Ein Mitarbeiter des ADAC, der zufällig dort vorbei kam, hatte den Brand bemerkt und die Feuerwehr alarmiert. Als die ersten Kräfte eintrafen, waren die Menschen aus dem Brandobjekt und den beiden benachbarten Häusern bereits im Freien, der Helfer hatte überall "Sturm" geklingelt und alle geweckt. Sie kamen während der Löscharbeiten bei Nachbarn und in einem Bus der EVAG unter. Einen jungen Mann brachten die Rettungskräfte mit dem Verdacht auf Rauchvergiftung in ein Krankenhaus.

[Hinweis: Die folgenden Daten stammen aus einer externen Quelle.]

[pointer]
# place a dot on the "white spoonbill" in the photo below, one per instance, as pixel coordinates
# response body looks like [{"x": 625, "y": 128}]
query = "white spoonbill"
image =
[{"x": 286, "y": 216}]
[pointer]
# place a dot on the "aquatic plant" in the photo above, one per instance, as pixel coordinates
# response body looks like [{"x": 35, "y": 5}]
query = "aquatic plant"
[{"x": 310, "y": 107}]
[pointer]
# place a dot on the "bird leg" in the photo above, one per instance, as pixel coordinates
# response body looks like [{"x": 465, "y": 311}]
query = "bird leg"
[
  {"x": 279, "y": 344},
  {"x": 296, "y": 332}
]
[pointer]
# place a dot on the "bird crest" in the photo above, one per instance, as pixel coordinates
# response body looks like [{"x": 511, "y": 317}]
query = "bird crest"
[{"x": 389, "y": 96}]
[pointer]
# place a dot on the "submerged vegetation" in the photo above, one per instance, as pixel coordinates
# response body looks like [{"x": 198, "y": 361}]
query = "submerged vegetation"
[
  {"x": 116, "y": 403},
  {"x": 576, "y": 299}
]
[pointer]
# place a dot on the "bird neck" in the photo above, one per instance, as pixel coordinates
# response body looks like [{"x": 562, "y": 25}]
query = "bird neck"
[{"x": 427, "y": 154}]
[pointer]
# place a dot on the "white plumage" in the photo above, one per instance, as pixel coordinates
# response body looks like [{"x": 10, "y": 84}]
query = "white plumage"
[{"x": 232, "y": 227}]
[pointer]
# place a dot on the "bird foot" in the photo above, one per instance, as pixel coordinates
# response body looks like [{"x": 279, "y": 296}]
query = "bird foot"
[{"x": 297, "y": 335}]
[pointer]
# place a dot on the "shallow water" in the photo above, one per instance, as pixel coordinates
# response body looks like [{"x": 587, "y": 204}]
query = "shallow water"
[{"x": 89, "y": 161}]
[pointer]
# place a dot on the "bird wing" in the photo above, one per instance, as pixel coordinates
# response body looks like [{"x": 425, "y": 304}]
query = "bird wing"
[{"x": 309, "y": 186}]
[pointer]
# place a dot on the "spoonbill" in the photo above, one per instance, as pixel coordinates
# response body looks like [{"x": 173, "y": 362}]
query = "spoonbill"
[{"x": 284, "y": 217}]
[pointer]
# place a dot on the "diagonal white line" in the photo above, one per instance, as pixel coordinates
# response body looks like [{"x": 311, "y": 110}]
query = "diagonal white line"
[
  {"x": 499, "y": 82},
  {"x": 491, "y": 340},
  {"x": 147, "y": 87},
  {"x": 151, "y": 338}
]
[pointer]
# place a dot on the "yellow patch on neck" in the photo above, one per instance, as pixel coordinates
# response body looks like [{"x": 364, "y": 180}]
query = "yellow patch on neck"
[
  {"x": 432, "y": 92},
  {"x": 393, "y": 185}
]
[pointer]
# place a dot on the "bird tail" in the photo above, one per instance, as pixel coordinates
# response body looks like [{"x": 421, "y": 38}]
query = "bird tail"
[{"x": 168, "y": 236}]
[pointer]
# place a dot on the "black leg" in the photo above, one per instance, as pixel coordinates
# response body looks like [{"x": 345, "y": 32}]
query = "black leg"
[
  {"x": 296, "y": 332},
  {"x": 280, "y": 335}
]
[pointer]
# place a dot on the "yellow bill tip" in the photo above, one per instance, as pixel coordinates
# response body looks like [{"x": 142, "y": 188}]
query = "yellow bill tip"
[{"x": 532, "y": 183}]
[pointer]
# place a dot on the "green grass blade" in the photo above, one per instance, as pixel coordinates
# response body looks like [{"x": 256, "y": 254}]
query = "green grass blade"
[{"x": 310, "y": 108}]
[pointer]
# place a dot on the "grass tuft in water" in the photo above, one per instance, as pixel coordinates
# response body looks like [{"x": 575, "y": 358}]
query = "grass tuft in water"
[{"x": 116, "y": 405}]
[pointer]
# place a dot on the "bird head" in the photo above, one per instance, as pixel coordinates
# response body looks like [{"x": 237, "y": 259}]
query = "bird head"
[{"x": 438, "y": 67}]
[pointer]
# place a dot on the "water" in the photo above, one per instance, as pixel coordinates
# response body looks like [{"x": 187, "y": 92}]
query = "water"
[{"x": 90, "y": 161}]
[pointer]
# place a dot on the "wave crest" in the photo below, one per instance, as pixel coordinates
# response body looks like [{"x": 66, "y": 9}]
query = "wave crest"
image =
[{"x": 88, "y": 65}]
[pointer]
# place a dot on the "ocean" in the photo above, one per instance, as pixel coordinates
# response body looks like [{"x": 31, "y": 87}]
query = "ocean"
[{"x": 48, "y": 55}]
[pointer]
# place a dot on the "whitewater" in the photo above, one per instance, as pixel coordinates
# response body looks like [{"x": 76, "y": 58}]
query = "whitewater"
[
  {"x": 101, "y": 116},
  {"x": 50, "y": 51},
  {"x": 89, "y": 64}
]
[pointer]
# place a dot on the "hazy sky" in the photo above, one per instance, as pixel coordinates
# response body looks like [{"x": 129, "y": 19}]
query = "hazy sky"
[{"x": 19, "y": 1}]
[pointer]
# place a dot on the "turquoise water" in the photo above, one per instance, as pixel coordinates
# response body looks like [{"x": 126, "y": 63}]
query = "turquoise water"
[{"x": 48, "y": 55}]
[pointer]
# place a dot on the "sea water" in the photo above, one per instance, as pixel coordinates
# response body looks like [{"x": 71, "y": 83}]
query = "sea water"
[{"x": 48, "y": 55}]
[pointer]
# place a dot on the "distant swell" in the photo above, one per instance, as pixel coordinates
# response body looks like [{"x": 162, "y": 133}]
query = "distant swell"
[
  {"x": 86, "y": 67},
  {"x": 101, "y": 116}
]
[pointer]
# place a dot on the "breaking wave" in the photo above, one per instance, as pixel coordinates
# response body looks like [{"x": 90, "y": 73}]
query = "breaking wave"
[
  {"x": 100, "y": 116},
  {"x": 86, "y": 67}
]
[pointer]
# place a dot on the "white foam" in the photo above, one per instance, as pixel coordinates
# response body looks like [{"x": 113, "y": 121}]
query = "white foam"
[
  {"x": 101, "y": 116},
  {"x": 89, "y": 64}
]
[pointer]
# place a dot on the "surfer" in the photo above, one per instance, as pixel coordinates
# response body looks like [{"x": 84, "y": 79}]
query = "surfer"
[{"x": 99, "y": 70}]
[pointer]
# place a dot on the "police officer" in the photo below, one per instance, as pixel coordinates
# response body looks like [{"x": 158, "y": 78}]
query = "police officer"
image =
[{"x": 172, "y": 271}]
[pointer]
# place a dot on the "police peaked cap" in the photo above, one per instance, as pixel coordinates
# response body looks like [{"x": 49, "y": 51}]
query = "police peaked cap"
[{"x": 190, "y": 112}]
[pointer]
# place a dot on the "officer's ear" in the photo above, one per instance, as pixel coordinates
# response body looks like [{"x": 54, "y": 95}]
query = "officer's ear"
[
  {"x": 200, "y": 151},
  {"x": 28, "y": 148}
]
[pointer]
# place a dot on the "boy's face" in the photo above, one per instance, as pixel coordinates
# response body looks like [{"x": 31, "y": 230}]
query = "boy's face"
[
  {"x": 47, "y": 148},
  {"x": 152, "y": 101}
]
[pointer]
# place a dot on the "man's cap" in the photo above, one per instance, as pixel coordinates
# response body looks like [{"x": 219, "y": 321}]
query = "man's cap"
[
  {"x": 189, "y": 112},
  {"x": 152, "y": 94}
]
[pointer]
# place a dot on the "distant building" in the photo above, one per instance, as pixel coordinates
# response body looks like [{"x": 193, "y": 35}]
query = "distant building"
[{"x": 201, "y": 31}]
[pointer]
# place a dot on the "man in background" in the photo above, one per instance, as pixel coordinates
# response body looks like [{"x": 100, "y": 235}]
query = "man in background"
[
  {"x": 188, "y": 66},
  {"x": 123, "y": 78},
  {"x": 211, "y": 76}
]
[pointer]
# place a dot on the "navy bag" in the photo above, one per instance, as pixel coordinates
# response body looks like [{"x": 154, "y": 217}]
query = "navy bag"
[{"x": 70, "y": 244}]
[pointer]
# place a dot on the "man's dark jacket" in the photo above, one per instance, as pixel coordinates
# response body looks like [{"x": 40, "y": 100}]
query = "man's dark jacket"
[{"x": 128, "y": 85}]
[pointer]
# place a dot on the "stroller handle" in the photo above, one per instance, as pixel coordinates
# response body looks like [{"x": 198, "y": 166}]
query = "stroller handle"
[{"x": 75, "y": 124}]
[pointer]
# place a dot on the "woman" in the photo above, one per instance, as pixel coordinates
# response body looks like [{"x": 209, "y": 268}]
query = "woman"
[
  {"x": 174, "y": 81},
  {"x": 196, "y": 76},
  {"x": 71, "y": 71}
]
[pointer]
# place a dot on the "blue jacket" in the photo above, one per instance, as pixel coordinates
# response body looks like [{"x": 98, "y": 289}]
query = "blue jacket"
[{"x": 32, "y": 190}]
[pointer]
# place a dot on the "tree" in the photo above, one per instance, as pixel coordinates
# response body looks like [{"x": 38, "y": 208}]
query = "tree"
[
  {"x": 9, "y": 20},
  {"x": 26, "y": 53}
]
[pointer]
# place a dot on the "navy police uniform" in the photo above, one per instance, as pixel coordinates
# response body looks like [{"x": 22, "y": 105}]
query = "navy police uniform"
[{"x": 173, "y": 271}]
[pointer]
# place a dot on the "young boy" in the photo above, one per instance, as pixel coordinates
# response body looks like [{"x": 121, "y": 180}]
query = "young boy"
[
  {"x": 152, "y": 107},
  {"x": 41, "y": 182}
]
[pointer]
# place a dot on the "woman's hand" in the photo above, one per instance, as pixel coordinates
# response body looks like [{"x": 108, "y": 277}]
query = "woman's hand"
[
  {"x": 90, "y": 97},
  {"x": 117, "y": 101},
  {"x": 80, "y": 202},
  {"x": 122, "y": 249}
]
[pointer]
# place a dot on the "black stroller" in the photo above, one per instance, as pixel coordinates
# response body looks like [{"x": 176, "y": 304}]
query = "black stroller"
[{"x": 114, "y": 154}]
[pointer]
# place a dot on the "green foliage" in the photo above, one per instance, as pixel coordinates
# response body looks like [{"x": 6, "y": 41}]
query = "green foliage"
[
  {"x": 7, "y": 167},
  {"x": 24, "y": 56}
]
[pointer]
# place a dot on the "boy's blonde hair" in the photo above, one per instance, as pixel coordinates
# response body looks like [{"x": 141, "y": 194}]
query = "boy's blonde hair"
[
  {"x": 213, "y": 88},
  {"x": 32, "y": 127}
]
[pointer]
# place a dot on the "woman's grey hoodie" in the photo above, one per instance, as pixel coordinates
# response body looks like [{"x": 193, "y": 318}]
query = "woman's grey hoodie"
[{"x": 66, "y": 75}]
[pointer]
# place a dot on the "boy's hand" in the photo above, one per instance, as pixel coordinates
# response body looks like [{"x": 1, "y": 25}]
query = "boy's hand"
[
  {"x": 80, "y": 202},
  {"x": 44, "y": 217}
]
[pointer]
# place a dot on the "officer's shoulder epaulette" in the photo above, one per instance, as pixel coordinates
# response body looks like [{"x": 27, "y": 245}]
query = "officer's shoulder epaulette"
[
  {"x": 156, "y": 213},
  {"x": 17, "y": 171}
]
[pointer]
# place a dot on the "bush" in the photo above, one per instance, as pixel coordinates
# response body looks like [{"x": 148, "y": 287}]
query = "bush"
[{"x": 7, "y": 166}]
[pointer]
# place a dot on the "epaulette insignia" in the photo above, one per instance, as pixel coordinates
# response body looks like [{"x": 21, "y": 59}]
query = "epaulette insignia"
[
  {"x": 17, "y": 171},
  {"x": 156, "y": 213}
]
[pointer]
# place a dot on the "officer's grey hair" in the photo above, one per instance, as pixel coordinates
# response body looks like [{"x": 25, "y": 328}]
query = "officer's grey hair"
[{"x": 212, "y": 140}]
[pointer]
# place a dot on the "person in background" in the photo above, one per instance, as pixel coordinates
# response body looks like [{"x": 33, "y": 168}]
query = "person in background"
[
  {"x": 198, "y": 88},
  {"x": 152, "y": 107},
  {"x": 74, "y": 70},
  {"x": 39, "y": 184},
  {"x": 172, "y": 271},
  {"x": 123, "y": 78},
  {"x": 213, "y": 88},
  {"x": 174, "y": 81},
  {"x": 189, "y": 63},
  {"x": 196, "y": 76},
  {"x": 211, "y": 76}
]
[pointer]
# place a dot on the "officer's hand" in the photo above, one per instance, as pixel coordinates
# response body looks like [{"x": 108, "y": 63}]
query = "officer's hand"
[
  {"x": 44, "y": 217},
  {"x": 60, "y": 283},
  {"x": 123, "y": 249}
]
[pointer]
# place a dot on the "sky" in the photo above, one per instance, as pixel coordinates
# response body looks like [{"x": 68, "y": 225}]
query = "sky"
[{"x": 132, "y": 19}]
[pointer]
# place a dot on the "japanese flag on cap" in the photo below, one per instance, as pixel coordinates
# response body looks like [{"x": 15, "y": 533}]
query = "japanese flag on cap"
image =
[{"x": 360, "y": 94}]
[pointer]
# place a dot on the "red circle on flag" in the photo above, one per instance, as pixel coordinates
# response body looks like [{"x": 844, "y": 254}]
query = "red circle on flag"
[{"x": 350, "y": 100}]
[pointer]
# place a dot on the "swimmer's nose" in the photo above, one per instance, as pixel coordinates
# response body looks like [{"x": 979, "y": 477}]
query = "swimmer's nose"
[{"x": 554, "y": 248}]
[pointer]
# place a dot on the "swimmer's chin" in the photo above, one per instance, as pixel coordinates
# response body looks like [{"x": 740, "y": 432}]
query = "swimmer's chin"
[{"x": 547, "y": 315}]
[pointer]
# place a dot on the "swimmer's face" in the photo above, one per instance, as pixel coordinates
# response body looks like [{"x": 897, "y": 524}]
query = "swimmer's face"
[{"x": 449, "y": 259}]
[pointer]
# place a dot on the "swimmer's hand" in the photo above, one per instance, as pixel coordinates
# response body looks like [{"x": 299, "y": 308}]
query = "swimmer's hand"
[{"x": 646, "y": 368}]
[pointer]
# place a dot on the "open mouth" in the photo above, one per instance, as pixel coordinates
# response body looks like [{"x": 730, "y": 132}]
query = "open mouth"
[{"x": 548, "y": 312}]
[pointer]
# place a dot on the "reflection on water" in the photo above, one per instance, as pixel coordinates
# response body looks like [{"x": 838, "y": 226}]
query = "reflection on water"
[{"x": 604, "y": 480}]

Das Feuer war recht weit entwickelt und drohte auf die Nachbardächer überzugreifen. Mit mehreren Rohren über insgesamt drei Drehleitern konnten die Retter das verhindern, der direkt vom Brand betroffene Dachstuhl ist jedoch weitestgehend zerstört und nach ersten Einschätzungen einsturzgefährdet. Das Haus wird zumindest vorübergehend nicht mehr bewohnbar sein, die Bewohner kommen zunächst in Hotels unter.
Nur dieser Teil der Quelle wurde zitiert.